One of those is No-Edge Technology which is La Sportiva Futura's feature.
With the No-Edge concept, you can't use your outside or inside edges. This concept force you to relearn your footwork to accommodate.
Once you get used to No-Edge Tech, you'll be surprised how you feel more confident and quicker climbing.
The No-Edge technology eliminates the traditional "edges" of the sole, which allows the foot to come in closer contact with the rock surface, thus enhancing foot sensitivity and allowing optimum contact on the hold.
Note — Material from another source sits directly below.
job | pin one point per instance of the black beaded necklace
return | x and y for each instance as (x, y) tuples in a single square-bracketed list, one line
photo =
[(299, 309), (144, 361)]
You can check the video below that made by La Sportiva.
The other technology that both shoes are equipped with is the Permanent Power Platform which is called P3.
The P3 (Permanent Power Platform) midsole is a technology that is developed to deliver power to the sole and to maintain the downturned shape of the shoe which means that even after you smear so many times, the shape of the downturn will lose very little.
The technology that the Skwama has but the Futura doesn't have is S-Heel Technology.
This allows perfect stability in torsion enhancing performance and flexibility for heel hooks. The S-Heel construction provides better heel-hooking and perfect heel cup fit. Also, this feature gives better heel-hooking maneuverability to the Skwama.
As you see, the technology that climbing shoes affect the performance of climbing shoes a lot of ways. But, as I always say, there are no perfect shoes for every type of area.
Finding perfect climbing shoes that perform easily in every territory or every style of climbing is impossible. We have to find out and analyze the shoes that we want to use.
Even the best climbers have more than one pair of shoes for different routes and types of rocks. Of course, they have a favorite one.
You can check the video below that made by one of the best climbers on our age talking about the alchemy of climbing shoes.
Conclusion
Let's lay out their summarized reviews, tech specs, and pros & cons.
Futura
- Weight: 8.00 oz (225 g)
- Last: PD 75
- Fit: Performance w/ high asymmetry
- Upper: Leather / Synthetic Leather
- Lining: Unlined
- Midsole: 1.1 mm LaspoFlex (toe only) with P3®
- Sole: 3 mm Vibram® XS Grip 2™
La Sportiva Futura is aggressively downturned with high asymmetry (narrow volume) climbing shoe which is designed for high-performance. Having the no-edge concept force you to climb more precisely. You have to relearn your footwork with La Sportiva Futura.
Pros
Cons
Skwama
- Weight: 7.50 oz (210 g)
- Last: PD 75
- Fit: Performance w/ high asymmetry
- Upper: Leather / Microfiber / Rubber toe cap
- Lining: Unlined
- Midsole: 0.8 mm LaspoFlex with P3®
- Sole: 4 mm Vibram® XS Grip 2™
La Sportiva Skwama is also aggressively downturned with high asymmetry climbing shoes for at least intermediate climbers. The Skwama really excels at toe and heel hooking. Having a split-sole design provides to reduce deformation when edging.